Tools
Interactive Visualization

Mars Rover Explorer

A rover sits on a slope of red dust with half a battery and a short list of moves: drive, drill, photograph, point its antenna at Earth. Around it are eight places it can end up. Six it can pass through, Base, Plain, Rocks, Ridge, Crater, and the Signal where it uplinks the day's data. Two it can't leave: Mission end, safely home, and the Sand trap, where it's stuck for good. Some spots pay off, the Crater and the Signal carry the real science, and one of them, the sand, can end the day outright.

Which moves are worth making turns on a single number per spot: its value, the total reward you can expect from there to the end of the day. There are two ways to get those numbers, and you can try both here. One samples, sending the rover out on real runs and averaging what each spot actually earns. The other solves, reading the whole map and computing each value exactly. They reach the same answer from opposite directions, and watching them meet is the quickest way I know to feel what value means in a Markov decision process.

Value from sampled runs

Pick what the rover follows, set the battery with γ, and hit play. It takes a full run, Base until it's home or stuck, collecting rewards along the way. Then for every spot it stood on, the rewards from that spot onward get added up, later ones discounted, and that total, the return, drops back onto the spot. One run says almost nothing: a lucky pass to the uplink makes a spot look great, a run that ends in the sand makes the same spot look terrible. Run a few hundred and the per-spot averages, the v̂(s) numbers, stop lurching and settle. Nobody handed the rover the map. The values came out of experience.

Loading rover...

The same world, taken apart

Now the exact answer. The explorer holds the same eight spots and opens in three lenses. Start bare: just the states and the odds of moving between them. Click any spot to see where the rover can drift and how often, and sample a few runs to watch how easily an innocent-looking start ends in the sand. Add rewards and a discount and every spot earns its value, computed outright instead of sampled. Add the rover's own choices and you can hand it a policy and compare two ways to behave.

Loading rover...

A few things are worth pushing on. The discount γ is the rover's battery. Near 0 it's nearly dead and counts only the next step, grabbing whatever science is in reach; near 1 it has a full charge and the patience to take a long detour for a bigger payoff later. On autopilot, turning γ up actually makes every spot look worse, because a rover with no steering drifts into the sand sooner or later, and the more it cares about the future, the more that ending weighs on the present.
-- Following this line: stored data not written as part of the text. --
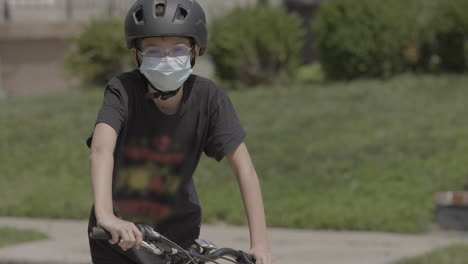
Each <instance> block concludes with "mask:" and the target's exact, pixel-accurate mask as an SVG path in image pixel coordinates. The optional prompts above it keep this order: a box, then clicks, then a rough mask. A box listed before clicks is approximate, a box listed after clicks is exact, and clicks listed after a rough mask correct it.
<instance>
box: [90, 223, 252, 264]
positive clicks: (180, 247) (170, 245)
mask: <svg viewBox="0 0 468 264" xmlns="http://www.w3.org/2000/svg"><path fill="white" fill-rule="evenodd" d="M137 227H138V229H140V231H141V233H142V234H143V242H142V245H141V246H142V248H144V249H145V250H147V251H148V252H149V253H151V254H154V255H155V256H159V257H160V258H161V263H164V264H204V263H215V264H219V262H217V261H216V260H219V259H223V260H226V261H229V262H231V263H237V264H254V263H255V259H254V258H253V257H252V256H251V255H249V254H247V253H245V252H243V251H241V250H235V249H232V248H220V249H218V248H217V247H216V245H214V244H213V243H212V242H210V241H208V240H204V239H196V240H195V244H194V245H193V246H192V247H191V248H190V249H183V248H182V247H181V246H179V245H177V244H176V243H174V242H173V241H171V240H170V239H168V238H166V237H165V236H163V235H161V234H159V233H158V232H156V231H155V230H154V229H153V228H152V227H151V226H148V225H142V224H138V225H137ZM89 237H90V238H91V239H100V240H109V239H111V238H112V235H111V234H110V233H109V232H107V231H106V230H105V229H103V228H101V227H93V229H92V231H91V232H90V234H89Z"/></svg>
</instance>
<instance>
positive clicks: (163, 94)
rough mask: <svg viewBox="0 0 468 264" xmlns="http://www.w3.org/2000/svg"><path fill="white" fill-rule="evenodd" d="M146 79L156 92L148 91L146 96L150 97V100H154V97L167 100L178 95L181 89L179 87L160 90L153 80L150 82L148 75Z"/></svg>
mask: <svg viewBox="0 0 468 264" xmlns="http://www.w3.org/2000/svg"><path fill="white" fill-rule="evenodd" d="M143 77H144V75H143ZM145 81H146V83H147V84H148V85H149V86H150V87H151V88H152V89H153V90H154V92H148V93H147V94H146V96H145V98H146V99H148V100H154V99H158V98H160V99H161V100H163V101H166V100H167V99H169V98H172V97H174V96H176V95H177V93H178V92H179V90H180V88H179V89H177V90H175V91H171V92H162V91H159V90H158V89H156V87H154V86H153V84H152V83H151V82H149V81H148V79H146V77H145Z"/></svg>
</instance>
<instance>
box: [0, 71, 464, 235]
mask: <svg viewBox="0 0 468 264" xmlns="http://www.w3.org/2000/svg"><path fill="white" fill-rule="evenodd" d="M467 87H468V77H464V76H442V77H433V76H409V75H404V76H399V77H397V78H394V79H391V80H388V81H385V82H384V81H355V82H349V83H331V84H326V85H311V86H304V87H300V86H294V87H274V88H271V87H264V88H259V89H252V90H243V91H236V92H232V93H231V94H230V96H231V99H232V100H233V102H234V104H235V105H236V109H237V111H238V114H239V116H240V118H241V120H242V122H243V124H244V126H245V129H246V130H247V132H248V138H247V145H248V147H249V149H250V151H251V154H252V157H253V160H254V163H255V166H256V168H257V171H258V174H259V176H260V178H261V181H262V186H263V192H264V199H265V206H266V209H267V218H268V222H269V224H270V225H274V226H283V227H298V228H318V229H352V230H378V231H390V232H404V233H414V232H422V231H424V230H426V228H427V227H428V226H429V224H430V223H431V222H432V221H433V218H434V217H433V209H434V205H433V202H432V194H433V193H434V192H436V191H440V190H451V189H456V190H459V189H462V188H463V185H464V183H465V181H466V180H468V177H467V174H466V160H467V159H468V151H467V150H468V122H466V116H468V108H467V107H466V102H468V89H467ZM101 100H102V91H91V92H90V91H86V92H85V91H82V92H78V91H75V92H70V93H67V94H62V95H54V96H47V97H36V98H8V99H6V100H4V101H2V102H1V103H0V122H1V125H2V128H7V129H1V130H0V142H2V151H1V153H0V168H2V171H1V175H2V177H0V193H4V194H5V195H3V197H6V198H5V199H3V200H2V201H0V215H17V216H41V217H65V218H85V217H87V214H88V211H89V206H90V203H91V192H90V186H89V175H88V161H87V155H88V150H87V148H86V146H85V144H84V140H85V139H86V137H87V136H88V135H89V134H90V133H91V132H92V127H93V124H94V119H95V117H96V112H97V110H98V108H99V105H100V103H101ZM195 179H196V184H197V186H198V191H199V195H200V200H201V202H202V205H203V209H204V221H209V222H214V221H227V222H230V223H235V224H242V223H245V216H244V213H243V208H242V205H241V199H240V196H239V191H238V188H237V185H236V182H235V180H234V177H233V176H232V173H231V172H230V170H229V168H228V166H227V164H226V162H222V163H220V164H218V163H216V162H214V161H212V160H209V159H207V158H204V159H202V161H201V163H200V166H199V168H198V170H197V172H196V175H195Z"/></svg>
Give it a steering wheel and the same knob does something subtler: somewhere near a full charge the best plan can flip, the rover giving up the short safe road for the long route through the Crater once it can finally afford to wait for the richer science.

The bigger lever is the policy. The Lost Wanderer flips a coin at every fork; the optimal policy chooses deliberately. At γ = 0.9 the Wanderer is worth less than nothing where it starts, about -2.0 at Base, since aimless thrashing finds the sand often enough to eat whatever science it stumbles into. The optimal rover is worth around +4.3 at the same spot. Same dust, same dice. The only thing that changed is the rule it follows, and that rule is the whole distance from -2 to +4.

Switch to the decision lens and click the Rocks, then the Crater. Both offer the same kind of bet: a risky grab worth a lot, or a safe step worth less. In the Rocks the rover skips the grab. Drilling pays +3 but slips into the -20 sand one run in five, while simply moving reaches the same Crater nine times in ten for the price of a step. In the Crater it does the opposite and takes the grab, because there the payoff is +4 and the slip is only one in ten. Same shape of decision, opposite answers, and the action values are what tell them apart.

Here's the connection between the two tools. The value the explorer computes under a policy is exactly the number the sampled averages are crawling toward when the rover follows that same policy. One reads the whole map and folds the rewards inward; the other never sees the map and recovers the same answer from real runs. Watch the sampler under the optimal policy and the difference gets sharp: it only fills in the spots the rover actually drives through, and the abandoned routes stay blank, because averaging can't estimate a return it never sees. That gap, knowing the dynamics versus only getting to sample them, is the line between dynamic programming and reinforcement learning. The rest of the series lives on the sampling side of it.